Solved – How to fit your data to distribution curve(bathtub curve) using python or R

distributionsmathematical-statisticspythonr

I am new to Python and statistics. After exploring my car parking data I came up with below trend graph and I want design PDF function which will predict/generate a graph similar to that. My data has two columns "Hour" and "Number of Parking spaces" at that specific "Hour". I have got below graph by taking median number of spaces

enter image description here

Link to the data: https://docs.google.com/spreadsheets/d/1n_IP2IBCWOJuloEwl6fkSOAsZff8o_Nc75JUJrmspf0/edit?usp=sharing

Python code which I have tried:

import matplotlib.pyplot as plt
import scipy
import scipy.stats
import pandas as pd

size = 1368

df = pd.read_csv("D:\Data Analysis\Practicum\DCU car parking "
                 "data\distribution_creche_parking.csv")
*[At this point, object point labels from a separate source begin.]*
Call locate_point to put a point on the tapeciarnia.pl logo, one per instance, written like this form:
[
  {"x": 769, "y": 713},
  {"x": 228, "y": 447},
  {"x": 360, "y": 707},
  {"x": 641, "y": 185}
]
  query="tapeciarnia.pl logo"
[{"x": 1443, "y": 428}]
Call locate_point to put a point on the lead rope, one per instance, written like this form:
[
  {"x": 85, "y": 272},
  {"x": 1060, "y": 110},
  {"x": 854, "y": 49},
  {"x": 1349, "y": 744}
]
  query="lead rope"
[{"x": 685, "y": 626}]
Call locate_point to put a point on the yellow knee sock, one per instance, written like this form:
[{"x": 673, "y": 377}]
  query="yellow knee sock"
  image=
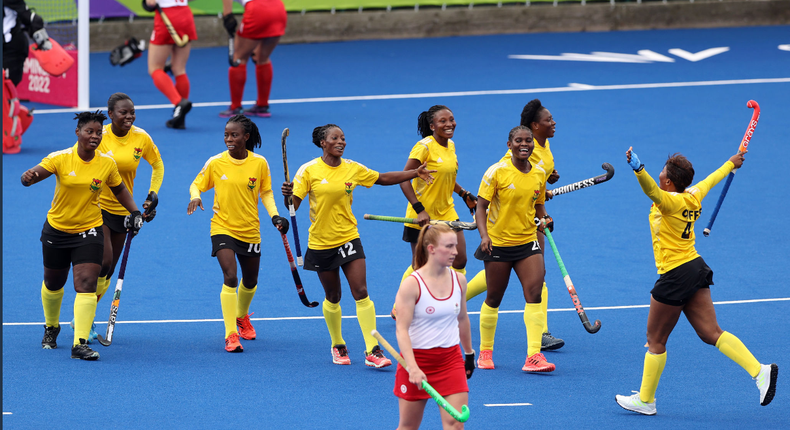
[
  {"x": 51, "y": 301},
  {"x": 84, "y": 312},
  {"x": 533, "y": 320},
  {"x": 366, "y": 315},
  {"x": 333, "y": 316},
  {"x": 733, "y": 348},
  {"x": 476, "y": 285},
  {"x": 101, "y": 287},
  {"x": 488, "y": 320},
  {"x": 654, "y": 366},
  {"x": 544, "y": 305},
  {"x": 227, "y": 299},
  {"x": 245, "y": 296}
]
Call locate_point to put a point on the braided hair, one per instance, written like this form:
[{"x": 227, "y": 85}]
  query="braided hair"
[
  {"x": 86, "y": 117},
  {"x": 249, "y": 127},
  {"x": 425, "y": 119},
  {"x": 530, "y": 112},
  {"x": 115, "y": 98},
  {"x": 680, "y": 171},
  {"x": 319, "y": 133}
]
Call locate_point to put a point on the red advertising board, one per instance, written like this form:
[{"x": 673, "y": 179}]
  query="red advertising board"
[{"x": 39, "y": 86}]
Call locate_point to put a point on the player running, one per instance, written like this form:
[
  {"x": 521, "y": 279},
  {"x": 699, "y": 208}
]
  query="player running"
[
  {"x": 72, "y": 234},
  {"x": 239, "y": 177},
  {"x": 684, "y": 279},
  {"x": 334, "y": 242}
]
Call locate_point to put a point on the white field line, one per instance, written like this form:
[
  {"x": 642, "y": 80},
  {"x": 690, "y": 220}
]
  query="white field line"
[
  {"x": 570, "y": 87},
  {"x": 517, "y": 311}
]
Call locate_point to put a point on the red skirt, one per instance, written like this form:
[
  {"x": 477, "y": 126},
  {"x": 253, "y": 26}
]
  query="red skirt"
[
  {"x": 182, "y": 20},
  {"x": 263, "y": 18},
  {"x": 443, "y": 368}
]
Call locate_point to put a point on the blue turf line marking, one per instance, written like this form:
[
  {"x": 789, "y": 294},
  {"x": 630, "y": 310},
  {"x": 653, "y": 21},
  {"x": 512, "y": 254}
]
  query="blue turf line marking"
[
  {"x": 516, "y": 311},
  {"x": 570, "y": 87}
]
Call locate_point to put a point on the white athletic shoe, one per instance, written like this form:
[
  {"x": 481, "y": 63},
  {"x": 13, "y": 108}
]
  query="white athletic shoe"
[
  {"x": 766, "y": 382},
  {"x": 634, "y": 404}
]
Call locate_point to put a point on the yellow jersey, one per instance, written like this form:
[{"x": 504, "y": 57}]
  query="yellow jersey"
[
  {"x": 541, "y": 156},
  {"x": 127, "y": 152},
  {"x": 513, "y": 196},
  {"x": 237, "y": 186},
  {"x": 438, "y": 196},
  {"x": 331, "y": 194},
  {"x": 75, "y": 207},
  {"x": 672, "y": 217}
]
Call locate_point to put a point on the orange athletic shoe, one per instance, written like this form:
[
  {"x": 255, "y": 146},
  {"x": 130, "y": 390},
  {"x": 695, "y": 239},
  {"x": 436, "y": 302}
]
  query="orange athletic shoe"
[
  {"x": 340, "y": 355},
  {"x": 376, "y": 358},
  {"x": 485, "y": 361},
  {"x": 537, "y": 363},
  {"x": 246, "y": 331},
  {"x": 232, "y": 343}
]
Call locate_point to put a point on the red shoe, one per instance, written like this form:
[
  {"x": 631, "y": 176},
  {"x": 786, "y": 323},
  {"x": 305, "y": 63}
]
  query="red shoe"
[
  {"x": 377, "y": 359},
  {"x": 340, "y": 355},
  {"x": 246, "y": 331},
  {"x": 232, "y": 343},
  {"x": 537, "y": 363},
  {"x": 485, "y": 361}
]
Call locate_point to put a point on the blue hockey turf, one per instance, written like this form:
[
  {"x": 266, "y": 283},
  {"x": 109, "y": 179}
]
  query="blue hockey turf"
[{"x": 167, "y": 367}]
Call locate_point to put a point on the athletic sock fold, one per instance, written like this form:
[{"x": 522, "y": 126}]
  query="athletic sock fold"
[
  {"x": 366, "y": 315},
  {"x": 227, "y": 299},
  {"x": 333, "y": 315},
  {"x": 84, "y": 313},
  {"x": 488, "y": 321},
  {"x": 651, "y": 374},
  {"x": 733, "y": 348},
  {"x": 245, "y": 296},
  {"x": 533, "y": 320},
  {"x": 237, "y": 77},
  {"x": 476, "y": 285},
  {"x": 51, "y": 301}
]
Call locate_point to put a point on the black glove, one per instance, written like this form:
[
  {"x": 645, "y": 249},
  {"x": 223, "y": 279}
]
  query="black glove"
[
  {"x": 229, "y": 21},
  {"x": 469, "y": 364},
  {"x": 470, "y": 200},
  {"x": 149, "y": 8},
  {"x": 282, "y": 222},
  {"x": 150, "y": 212},
  {"x": 133, "y": 222}
]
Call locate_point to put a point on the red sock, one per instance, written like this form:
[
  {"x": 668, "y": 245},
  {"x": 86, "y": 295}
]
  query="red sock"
[
  {"x": 263, "y": 75},
  {"x": 182, "y": 85},
  {"x": 237, "y": 76},
  {"x": 165, "y": 85}
]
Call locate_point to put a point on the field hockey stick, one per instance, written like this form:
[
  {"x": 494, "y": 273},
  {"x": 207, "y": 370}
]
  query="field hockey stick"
[
  {"x": 571, "y": 290},
  {"x": 462, "y": 416},
  {"x": 116, "y": 297},
  {"x": 180, "y": 41},
  {"x": 295, "y": 274},
  {"x": 741, "y": 148},
  {"x": 587, "y": 182},
  {"x": 291, "y": 210},
  {"x": 455, "y": 225}
]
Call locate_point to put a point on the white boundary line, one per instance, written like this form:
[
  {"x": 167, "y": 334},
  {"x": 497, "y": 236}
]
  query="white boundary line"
[
  {"x": 571, "y": 87},
  {"x": 517, "y": 311}
]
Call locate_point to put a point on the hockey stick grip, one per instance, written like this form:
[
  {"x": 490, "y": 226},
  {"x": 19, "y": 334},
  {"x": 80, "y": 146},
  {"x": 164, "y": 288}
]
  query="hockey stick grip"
[{"x": 462, "y": 416}]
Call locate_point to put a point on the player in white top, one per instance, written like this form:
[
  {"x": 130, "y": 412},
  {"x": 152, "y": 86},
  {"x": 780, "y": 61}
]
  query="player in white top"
[{"x": 432, "y": 321}]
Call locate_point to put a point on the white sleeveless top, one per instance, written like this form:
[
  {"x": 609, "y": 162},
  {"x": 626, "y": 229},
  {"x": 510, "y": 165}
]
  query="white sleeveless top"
[{"x": 435, "y": 321}]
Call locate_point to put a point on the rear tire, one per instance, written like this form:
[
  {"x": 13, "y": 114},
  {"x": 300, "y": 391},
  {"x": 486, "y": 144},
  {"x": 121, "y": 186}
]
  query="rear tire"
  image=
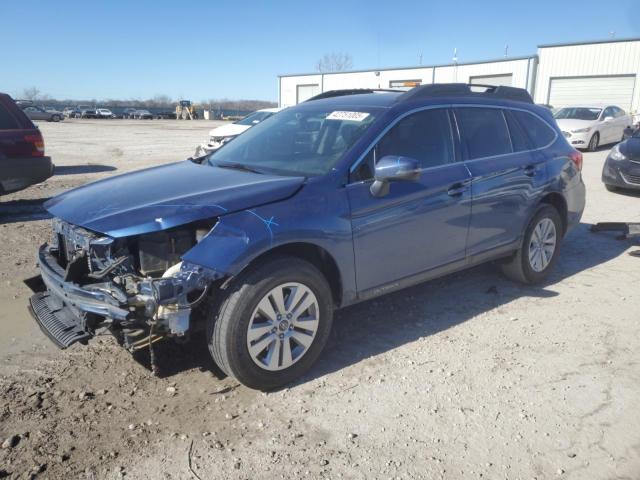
[
  {"x": 536, "y": 257},
  {"x": 238, "y": 327}
]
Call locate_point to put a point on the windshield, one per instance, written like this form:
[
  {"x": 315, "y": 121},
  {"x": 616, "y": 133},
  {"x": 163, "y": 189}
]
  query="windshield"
[
  {"x": 578, "y": 113},
  {"x": 296, "y": 142},
  {"x": 253, "y": 118}
]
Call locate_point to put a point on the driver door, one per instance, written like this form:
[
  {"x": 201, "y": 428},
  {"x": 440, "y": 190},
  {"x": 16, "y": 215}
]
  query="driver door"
[{"x": 419, "y": 225}]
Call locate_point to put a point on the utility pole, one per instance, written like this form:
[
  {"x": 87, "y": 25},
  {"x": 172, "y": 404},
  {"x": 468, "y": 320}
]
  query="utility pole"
[{"x": 455, "y": 65}]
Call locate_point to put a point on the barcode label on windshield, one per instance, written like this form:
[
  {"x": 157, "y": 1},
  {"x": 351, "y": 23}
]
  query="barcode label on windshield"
[{"x": 353, "y": 116}]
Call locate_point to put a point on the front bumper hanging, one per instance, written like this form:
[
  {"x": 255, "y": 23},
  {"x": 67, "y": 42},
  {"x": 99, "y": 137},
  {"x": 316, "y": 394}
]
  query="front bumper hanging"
[{"x": 68, "y": 313}]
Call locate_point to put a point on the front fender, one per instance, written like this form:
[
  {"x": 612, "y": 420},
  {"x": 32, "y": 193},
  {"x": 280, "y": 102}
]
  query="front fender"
[{"x": 313, "y": 217}]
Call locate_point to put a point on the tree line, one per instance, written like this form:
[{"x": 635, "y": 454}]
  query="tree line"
[{"x": 158, "y": 101}]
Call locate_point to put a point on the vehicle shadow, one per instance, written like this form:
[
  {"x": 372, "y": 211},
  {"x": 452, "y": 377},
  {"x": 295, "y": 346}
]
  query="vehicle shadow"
[
  {"x": 27, "y": 210},
  {"x": 370, "y": 328},
  {"x": 79, "y": 169},
  {"x": 627, "y": 192}
]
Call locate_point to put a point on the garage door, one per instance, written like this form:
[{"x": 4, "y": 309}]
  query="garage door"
[
  {"x": 496, "y": 80},
  {"x": 305, "y": 92},
  {"x": 614, "y": 90}
]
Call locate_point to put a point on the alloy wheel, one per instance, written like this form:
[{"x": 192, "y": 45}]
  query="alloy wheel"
[
  {"x": 283, "y": 326},
  {"x": 542, "y": 245}
]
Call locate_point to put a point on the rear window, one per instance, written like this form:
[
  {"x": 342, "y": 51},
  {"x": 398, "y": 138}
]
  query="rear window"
[
  {"x": 484, "y": 132},
  {"x": 538, "y": 131},
  {"x": 7, "y": 121}
]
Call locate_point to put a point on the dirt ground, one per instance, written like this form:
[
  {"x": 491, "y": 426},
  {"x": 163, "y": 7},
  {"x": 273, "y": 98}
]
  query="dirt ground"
[{"x": 468, "y": 376}]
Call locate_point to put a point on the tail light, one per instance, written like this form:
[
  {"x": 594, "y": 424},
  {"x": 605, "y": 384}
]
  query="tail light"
[
  {"x": 38, "y": 143},
  {"x": 576, "y": 156}
]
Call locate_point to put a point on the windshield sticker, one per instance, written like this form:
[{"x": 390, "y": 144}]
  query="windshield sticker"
[{"x": 353, "y": 116}]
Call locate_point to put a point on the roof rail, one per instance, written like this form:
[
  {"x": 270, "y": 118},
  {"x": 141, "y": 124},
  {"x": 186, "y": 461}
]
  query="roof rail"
[
  {"x": 466, "y": 89},
  {"x": 349, "y": 91}
]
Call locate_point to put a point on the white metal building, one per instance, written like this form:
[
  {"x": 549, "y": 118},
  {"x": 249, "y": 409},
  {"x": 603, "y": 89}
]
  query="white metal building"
[
  {"x": 590, "y": 73},
  {"x": 559, "y": 75}
]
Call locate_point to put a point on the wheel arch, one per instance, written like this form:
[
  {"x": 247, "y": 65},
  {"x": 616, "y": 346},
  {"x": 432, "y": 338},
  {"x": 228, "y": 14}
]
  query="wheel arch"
[
  {"x": 557, "y": 201},
  {"x": 312, "y": 253}
]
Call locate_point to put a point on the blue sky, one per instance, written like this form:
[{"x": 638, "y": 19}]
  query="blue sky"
[{"x": 235, "y": 49}]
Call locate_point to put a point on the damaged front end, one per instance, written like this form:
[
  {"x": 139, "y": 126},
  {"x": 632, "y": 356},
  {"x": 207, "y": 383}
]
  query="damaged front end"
[{"x": 137, "y": 287}]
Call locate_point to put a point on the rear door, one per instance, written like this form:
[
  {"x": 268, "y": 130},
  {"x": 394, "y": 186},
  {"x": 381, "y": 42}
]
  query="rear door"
[
  {"x": 419, "y": 225},
  {"x": 507, "y": 173}
]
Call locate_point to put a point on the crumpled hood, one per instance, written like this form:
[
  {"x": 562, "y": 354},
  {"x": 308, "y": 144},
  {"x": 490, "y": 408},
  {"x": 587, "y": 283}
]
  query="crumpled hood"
[
  {"x": 167, "y": 196},
  {"x": 570, "y": 124},
  {"x": 228, "y": 130}
]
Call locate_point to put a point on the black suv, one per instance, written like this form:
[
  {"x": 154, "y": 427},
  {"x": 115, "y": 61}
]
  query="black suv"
[{"x": 22, "y": 159}]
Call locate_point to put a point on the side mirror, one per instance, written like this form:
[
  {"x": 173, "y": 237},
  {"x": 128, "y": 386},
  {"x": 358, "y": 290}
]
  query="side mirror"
[
  {"x": 627, "y": 133},
  {"x": 392, "y": 168}
]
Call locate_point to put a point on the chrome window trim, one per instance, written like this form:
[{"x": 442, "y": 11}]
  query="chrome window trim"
[{"x": 356, "y": 164}]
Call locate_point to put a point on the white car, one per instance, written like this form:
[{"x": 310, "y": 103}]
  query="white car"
[
  {"x": 587, "y": 127},
  {"x": 221, "y": 135},
  {"x": 104, "y": 113}
]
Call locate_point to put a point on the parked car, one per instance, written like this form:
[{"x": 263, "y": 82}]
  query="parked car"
[
  {"x": 129, "y": 112},
  {"x": 104, "y": 113},
  {"x": 42, "y": 113},
  {"x": 224, "y": 134},
  {"x": 622, "y": 167},
  {"x": 587, "y": 127},
  {"x": 143, "y": 115},
  {"x": 166, "y": 115},
  {"x": 87, "y": 112},
  {"x": 22, "y": 158},
  {"x": 326, "y": 204},
  {"x": 71, "y": 112}
]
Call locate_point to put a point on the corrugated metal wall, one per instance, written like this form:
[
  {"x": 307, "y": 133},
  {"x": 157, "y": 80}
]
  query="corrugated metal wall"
[{"x": 598, "y": 59}]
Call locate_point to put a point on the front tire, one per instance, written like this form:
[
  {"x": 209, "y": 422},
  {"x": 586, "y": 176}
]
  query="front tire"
[
  {"x": 539, "y": 251},
  {"x": 272, "y": 324}
]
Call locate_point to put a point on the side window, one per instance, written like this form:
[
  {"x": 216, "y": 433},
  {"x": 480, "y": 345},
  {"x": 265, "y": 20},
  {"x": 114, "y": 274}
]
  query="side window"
[
  {"x": 483, "y": 132},
  {"x": 425, "y": 136},
  {"x": 519, "y": 138},
  {"x": 538, "y": 131}
]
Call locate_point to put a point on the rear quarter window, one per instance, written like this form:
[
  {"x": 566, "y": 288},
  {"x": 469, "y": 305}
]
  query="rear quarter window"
[
  {"x": 484, "y": 132},
  {"x": 539, "y": 133}
]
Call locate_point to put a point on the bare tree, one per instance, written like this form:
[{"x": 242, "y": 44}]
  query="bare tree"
[
  {"x": 31, "y": 93},
  {"x": 334, "y": 62}
]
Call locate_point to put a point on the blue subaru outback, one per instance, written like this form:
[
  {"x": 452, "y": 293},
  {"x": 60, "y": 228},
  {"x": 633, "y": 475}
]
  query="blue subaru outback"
[{"x": 340, "y": 199}]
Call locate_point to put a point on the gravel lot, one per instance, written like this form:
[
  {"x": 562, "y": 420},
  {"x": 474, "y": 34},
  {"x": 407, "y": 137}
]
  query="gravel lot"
[{"x": 468, "y": 376}]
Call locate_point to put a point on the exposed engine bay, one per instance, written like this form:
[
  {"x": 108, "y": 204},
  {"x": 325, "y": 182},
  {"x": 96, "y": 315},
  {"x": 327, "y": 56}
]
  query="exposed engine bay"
[{"x": 152, "y": 292}]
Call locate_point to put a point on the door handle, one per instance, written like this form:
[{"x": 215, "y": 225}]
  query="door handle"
[{"x": 457, "y": 189}]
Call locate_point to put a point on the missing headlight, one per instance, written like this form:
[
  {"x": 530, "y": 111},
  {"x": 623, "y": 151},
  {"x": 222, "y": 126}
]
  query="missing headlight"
[{"x": 161, "y": 250}]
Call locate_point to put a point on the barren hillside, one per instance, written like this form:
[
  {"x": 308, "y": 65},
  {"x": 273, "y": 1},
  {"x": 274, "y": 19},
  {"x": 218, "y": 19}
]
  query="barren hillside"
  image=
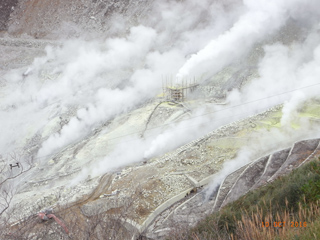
[{"x": 146, "y": 114}]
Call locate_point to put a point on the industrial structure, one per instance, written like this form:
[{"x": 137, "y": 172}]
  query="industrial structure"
[{"x": 178, "y": 92}]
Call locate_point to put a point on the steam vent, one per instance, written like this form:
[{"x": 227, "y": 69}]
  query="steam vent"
[
  {"x": 137, "y": 119},
  {"x": 179, "y": 92}
]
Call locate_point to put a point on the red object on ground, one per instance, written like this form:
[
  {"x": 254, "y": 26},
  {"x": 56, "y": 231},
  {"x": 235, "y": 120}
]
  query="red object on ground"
[{"x": 45, "y": 216}]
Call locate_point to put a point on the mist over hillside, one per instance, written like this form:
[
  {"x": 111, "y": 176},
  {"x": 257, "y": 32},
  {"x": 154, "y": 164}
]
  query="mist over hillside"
[{"x": 82, "y": 82}]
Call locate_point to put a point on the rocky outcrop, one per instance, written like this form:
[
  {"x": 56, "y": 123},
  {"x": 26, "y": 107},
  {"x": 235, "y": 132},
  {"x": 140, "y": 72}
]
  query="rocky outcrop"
[{"x": 236, "y": 184}]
y = df.loc[:, ['Spaces']].values
print y

x= df.loc[:, ['Hour']].values
print x

dist_names = ['gamma', 'beta', 'rayleigh', 'norm', 'pareto']

for dist_name in dist_names:
    dist = getattr(scipy.stats, dist_name)
    param = dist.fit(y)
    print param
    pdf_fitted = dist.pdf(x, *param[:-2], loc=param[-2], scale=param[-1]) * size
    plt.plot(pdf_fitted, label=dist_name)
    plt.xlim(0,23)
plt.legend(loc='upper right')
plt.show()

I tried to use Weibull distribution but my data contains 0 values.

Best Answer

A quick and dirty way would be to model the number of spaces taken at a particular hour as following a Binomial distribution, with $N$ parking spaces available.

Imagine that each hour follows a Binomial distribution independent of the others. Let $D$ be the number of observations you have of parking usage at a particular hour. Let $U_i, i=1,\ldots,D$ be the number of spaces used at observation $i$ of that hour. If you use a Beta prior on the proportion of parking spaces used the Bayesian posterior for the proportion used in that hour is:

$p \sim $ Beta($\alpha + \sum_{i=1}^D U_i$, $\beta + ND - \sum_{i=1}^D U_i$) = Beta($\hat \alpha, \hat \beta$)

So this just involves counting up your data appropriately, $\alpha, \beta$ can be set to one for a uniform prior. If you take the means of the distribution of $p$ for each hour,

$\frac{\hat \alpha}{\hat \alpha+ \hat \beta}$

It should produce a graph similar to yours (perhaps upside down). You can use from scipy.stats import beta as spbeta to answer other questions about this distribution using parameters $\hat \alpha, \hat \beta$.

Reasons this is dirty are that the $p$ for each hour are clearly linked. If you have enough days worth of data this shouldn't matter too much. Also, factors like day of the week, season etc will have an effect. You can use Binomial GLM to extend the above approach and include such effects.